Page MenuHomePhabricator

cloud: libvirt doesn't support live migration when using nested KVM
Closed, ResolvedPublic

Description

We recently enabled nested VMX virtualization in CloudVPS.

Today, while trying to drain an hypervisor I discovered a few VMs that won't migrate away.

The apparent reason:

Mar 2, 2021 @ 10:28:27.425
nova-compute
cloudvirt1023
ERROR
 - 
nova.virt.libvirt.driver
[-] [instance: 05f311e9-1ef4-4acd-b467-adb59f6c2f93] Live Migration failure: internal error: unable to execute QEMU command 'migrate': Nested VMX virtualization does not support live migration yet: libvirt.libvirtError: internal error: unable to execute QEMU command 'migrate': Nested VMX virtualization does not support live migration yet

According to https://forum.proxmox.com/threads/proxmox-6-x-nested-vmx-virtualization-does-not-support-live-migration-yet.58478/ and other sources, support for this is present using:

  • linux kernel >= 5.0
  • qemu >= 4.1.0

Event Timeline

aborrero triaged this task as High priority.
aborrero created this task.
aborrero moved this task from Inbox to Needs discussion on the cloud-services-team (Kanban) board.
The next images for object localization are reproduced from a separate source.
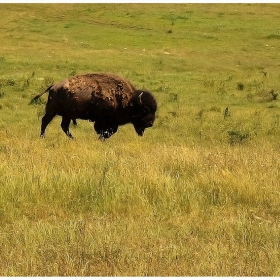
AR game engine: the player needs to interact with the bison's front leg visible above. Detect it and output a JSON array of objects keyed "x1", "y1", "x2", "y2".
[
  {"x1": 94, "y1": 122, "x2": 118, "y2": 141},
  {"x1": 61, "y1": 116, "x2": 74, "y2": 139},
  {"x1": 98, "y1": 127, "x2": 117, "y2": 141}
]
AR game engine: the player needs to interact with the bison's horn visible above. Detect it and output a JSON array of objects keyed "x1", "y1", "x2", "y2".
[{"x1": 138, "y1": 92, "x2": 143, "y2": 105}]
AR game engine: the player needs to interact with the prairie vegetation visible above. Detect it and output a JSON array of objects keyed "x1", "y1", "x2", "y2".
[{"x1": 0, "y1": 3, "x2": 280, "y2": 276}]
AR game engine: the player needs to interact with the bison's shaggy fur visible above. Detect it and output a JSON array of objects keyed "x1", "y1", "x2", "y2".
[{"x1": 32, "y1": 73, "x2": 157, "y2": 140}]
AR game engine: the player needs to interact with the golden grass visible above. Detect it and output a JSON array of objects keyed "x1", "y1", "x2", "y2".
[{"x1": 0, "y1": 127, "x2": 280, "y2": 275}]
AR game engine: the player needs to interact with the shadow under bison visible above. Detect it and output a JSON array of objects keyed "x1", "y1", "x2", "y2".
[{"x1": 32, "y1": 73, "x2": 157, "y2": 140}]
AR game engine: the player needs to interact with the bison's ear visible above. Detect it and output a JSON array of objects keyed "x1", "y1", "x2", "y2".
[{"x1": 137, "y1": 92, "x2": 143, "y2": 105}]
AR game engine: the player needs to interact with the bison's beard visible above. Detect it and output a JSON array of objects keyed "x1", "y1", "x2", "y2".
[
  {"x1": 133, "y1": 116, "x2": 155, "y2": 136},
  {"x1": 133, "y1": 124, "x2": 145, "y2": 136}
]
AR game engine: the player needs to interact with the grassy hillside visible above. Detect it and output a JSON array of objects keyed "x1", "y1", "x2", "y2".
[{"x1": 0, "y1": 3, "x2": 280, "y2": 276}]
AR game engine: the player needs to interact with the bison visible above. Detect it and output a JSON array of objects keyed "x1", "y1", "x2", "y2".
[{"x1": 32, "y1": 73, "x2": 157, "y2": 140}]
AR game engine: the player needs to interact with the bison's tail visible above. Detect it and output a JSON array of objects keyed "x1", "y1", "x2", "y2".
[{"x1": 30, "y1": 85, "x2": 53, "y2": 104}]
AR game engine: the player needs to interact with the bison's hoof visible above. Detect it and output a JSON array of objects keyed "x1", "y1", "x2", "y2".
[{"x1": 98, "y1": 135, "x2": 105, "y2": 142}]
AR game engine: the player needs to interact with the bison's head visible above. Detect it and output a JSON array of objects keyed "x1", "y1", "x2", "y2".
[{"x1": 130, "y1": 90, "x2": 157, "y2": 136}]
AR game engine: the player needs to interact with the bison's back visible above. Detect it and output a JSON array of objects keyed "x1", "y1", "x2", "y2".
[
  {"x1": 67, "y1": 73, "x2": 136, "y2": 109},
  {"x1": 46, "y1": 73, "x2": 137, "y2": 121}
]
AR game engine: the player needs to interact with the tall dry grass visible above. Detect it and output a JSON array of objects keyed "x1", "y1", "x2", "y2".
[{"x1": 0, "y1": 127, "x2": 280, "y2": 275}]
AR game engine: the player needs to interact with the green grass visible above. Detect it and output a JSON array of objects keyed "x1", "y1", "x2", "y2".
[{"x1": 1, "y1": 3, "x2": 280, "y2": 276}]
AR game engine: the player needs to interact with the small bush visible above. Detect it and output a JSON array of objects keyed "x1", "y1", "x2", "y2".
[
  {"x1": 169, "y1": 93, "x2": 178, "y2": 102},
  {"x1": 237, "y1": 83, "x2": 244, "y2": 91},
  {"x1": 0, "y1": 78, "x2": 15, "y2": 87},
  {"x1": 228, "y1": 130, "x2": 250, "y2": 144},
  {"x1": 270, "y1": 90, "x2": 278, "y2": 100}
]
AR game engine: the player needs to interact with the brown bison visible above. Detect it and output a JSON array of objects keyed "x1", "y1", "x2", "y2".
[{"x1": 32, "y1": 73, "x2": 157, "y2": 140}]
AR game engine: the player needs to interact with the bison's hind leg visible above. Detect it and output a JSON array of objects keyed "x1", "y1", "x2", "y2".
[
  {"x1": 40, "y1": 112, "x2": 56, "y2": 137},
  {"x1": 61, "y1": 116, "x2": 74, "y2": 139}
]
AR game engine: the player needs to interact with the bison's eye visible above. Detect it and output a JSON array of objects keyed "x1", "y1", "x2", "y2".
[{"x1": 143, "y1": 106, "x2": 151, "y2": 114}]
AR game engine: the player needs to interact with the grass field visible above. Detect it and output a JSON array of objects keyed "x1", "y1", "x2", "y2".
[{"x1": 1, "y1": 3, "x2": 280, "y2": 276}]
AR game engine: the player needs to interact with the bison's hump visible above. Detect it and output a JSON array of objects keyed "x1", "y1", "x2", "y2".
[{"x1": 67, "y1": 73, "x2": 136, "y2": 108}]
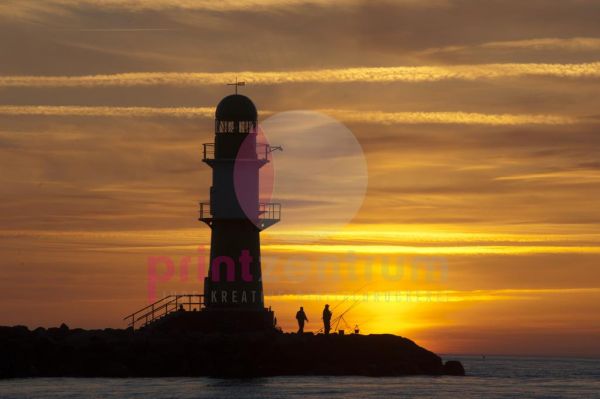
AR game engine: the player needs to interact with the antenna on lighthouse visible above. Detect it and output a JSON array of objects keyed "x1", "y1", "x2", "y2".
[{"x1": 227, "y1": 77, "x2": 246, "y2": 94}]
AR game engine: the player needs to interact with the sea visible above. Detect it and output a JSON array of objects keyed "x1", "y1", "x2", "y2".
[{"x1": 0, "y1": 356, "x2": 598, "y2": 398}]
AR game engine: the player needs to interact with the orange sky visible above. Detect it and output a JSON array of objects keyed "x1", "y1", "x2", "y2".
[{"x1": 1, "y1": 0, "x2": 599, "y2": 357}]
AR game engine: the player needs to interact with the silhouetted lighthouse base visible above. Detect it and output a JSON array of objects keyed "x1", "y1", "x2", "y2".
[{"x1": 146, "y1": 308, "x2": 276, "y2": 334}]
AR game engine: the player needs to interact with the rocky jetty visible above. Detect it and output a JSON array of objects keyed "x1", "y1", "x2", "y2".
[{"x1": 0, "y1": 324, "x2": 464, "y2": 378}]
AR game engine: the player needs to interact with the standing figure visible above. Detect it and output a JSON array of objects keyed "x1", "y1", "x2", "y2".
[
  {"x1": 322, "y1": 304, "x2": 332, "y2": 335},
  {"x1": 296, "y1": 306, "x2": 308, "y2": 334}
]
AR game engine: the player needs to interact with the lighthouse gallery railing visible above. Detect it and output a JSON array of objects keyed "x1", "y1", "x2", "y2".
[
  {"x1": 199, "y1": 202, "x2": 281, "y2": 228},
  {"x1": 202, "y1": 142, "x2": 273, "y2": 161}
]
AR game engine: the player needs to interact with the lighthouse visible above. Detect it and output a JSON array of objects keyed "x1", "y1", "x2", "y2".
[
  {"x1": 123, "y1": 90, "x2": 280, "y2": 332},
  {"x1": 198, "y1": 90, "x2": 280, "y2": 330}
]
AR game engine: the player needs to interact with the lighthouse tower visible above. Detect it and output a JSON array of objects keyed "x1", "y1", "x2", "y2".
[{"x1": 198, "y1": 91, "x2": 280, "y2": 331}]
VMs with the VMX cpu flag, barring some unreachable VMs:

aborrero@cloud-cumin-01:~$ sudo cumin --force -x '*' 'grep -q vmx /proc/cpuinfo && echo "Contains VMX cpu flag"'
[..]
===== NODE GROUP =====                                                                                                                                                                                             
(27) abogott-puppetclient.testlabs.eqiad1.wikimedia.cloud,alderaan.rcm.eqiad1.wikimedia.cloud,clouddb[1001,1004].clouddb-services.eqiad1.wikimedia.cloud,clouddb-wikireplicas-proxy-[1-2].clouddb-services.eqiad1.wikimedia.cloud,cloudinfra-acme-chief-01.cloudinfra.eqiad1.wikimedia.cloud,content-similarity-prototype.wmf-research-tools.eqiad1.wikimedia.cloud,cyberbot-exec-iabot-02.cyberbot.eqiad1.wikimedia.cloud,deployment-puppetdb03.deployment-prep.eqiad1.wikimedia.cloud,doc1002.devtools.eqiad1.wikimedia.cloud,doc.devtools.eqiad1.wikimedia.cloud,dumps-[4-5].dumps.eqiad1.wikimedia.cloud,maps-beta-1.entity-detection.eqiad1.wikimedia.cloud,region-groundtruth-test.wmf-research-tools.eqiad1.wikimedia.cloud,skins.reading-web-staging.eqiad1.wikimedia.cloud,spd-test.recommendation-api.eqiad1.wikimedia.cloud,toolhub-beta01.toolhub.eqiad1.wikimedia.cloud,tools-k8s-etcd-[7-8].tools.eqiad1.wikimedia.cloud,toolsbeta-test-k8s-etcd-[7-8].toolsbeta.eqiad1.wikimedia.cloud,toolserver-proxy-01.tools.eqiad1.wikimedia.cloud,wikidata-list-bulding.wmf-research-tools.eqiad1.wikimedia.cloud,wikipediaWikidata.wmf-research-tools.eqiad1.wikimedia.cloud,wikiwho-ios-experiments.mobile.eqiad1.wikimedia.cloud
----- OUTPUT of 'grep -q vmx /pro...ns VMX cpu flag"' -----                                                                                                                                                        
Contains VMX cpu flag  

A table with hypervisor / VM:

cloudvirt1019 clouddb1001 
cloudvirt1019 clouddb1004 
cloudvirt1023 abogott-puppetclient 
cloudvirt1023 deployment-puppetdb03 
cloudvirt1023 region-groundtruth-test 
cloudvirt1027 cloudinfra-acme-chief-01 
cloudvirt1027 cyberbot-exec-iabot-02 
cloudvirt1027 doc1002 
cloudvirt1027 skins 
cloudvirt1027 tools-k8s-etcd-8 
cloudvirt1027 wikidata-list-bulding 
cloudvirt1028 alderaan 
cloudvirt1028 clouddb-wikireplicas-proxy-1 
cloudvirt1028 doc 
cloudvirt1028 spd-test 
cloudvirt1028 tools-k8s-etcd-7 
cloudvirt1029 clouddb-wikireplicas-proxy-2 
cloudvirt1029 dumps-4 
cloudvirt1029 dumps-5 
cloudvirt1029 toolsbeta-test-k8s-etcd-7 
cloudvirt1029 wikipediaWikidata 
cloudvirt1029 wikiwho-ios-experiments 
cloudvirt1030 content-similarity-prototype 
cloudvirt1030 maps-beta-1 
cloudvirt1030 toolhub-beta01 
cloudvirt1030 toolsbeta-test-k8s-etcd-8 
cloudvirt1030 toolserver-proxy-01

Affected hypervisors (those that we cannot fully drain using ceph-enabled live-migrate today)

cloudvirt1019
cloudvirt1023
cloudvirt1027
cloudvirt1028
cloudvirt1029
cloudvirt1030

Mentioned in SAL (#wikimedia-cloud) [2021-03-02T11:59:07Z] <arturo> cloudvirt1023 is affected by T276208 and cannot be rebooted. Put it back into the ceph hos aggregate

<dcaro>"Migrating an L1 guest merely configured to support nesting, while not actually running L2 guests, is expected to function normally. Live-migrating an L2 guest from one L1 guest to another is also expected to succeed. "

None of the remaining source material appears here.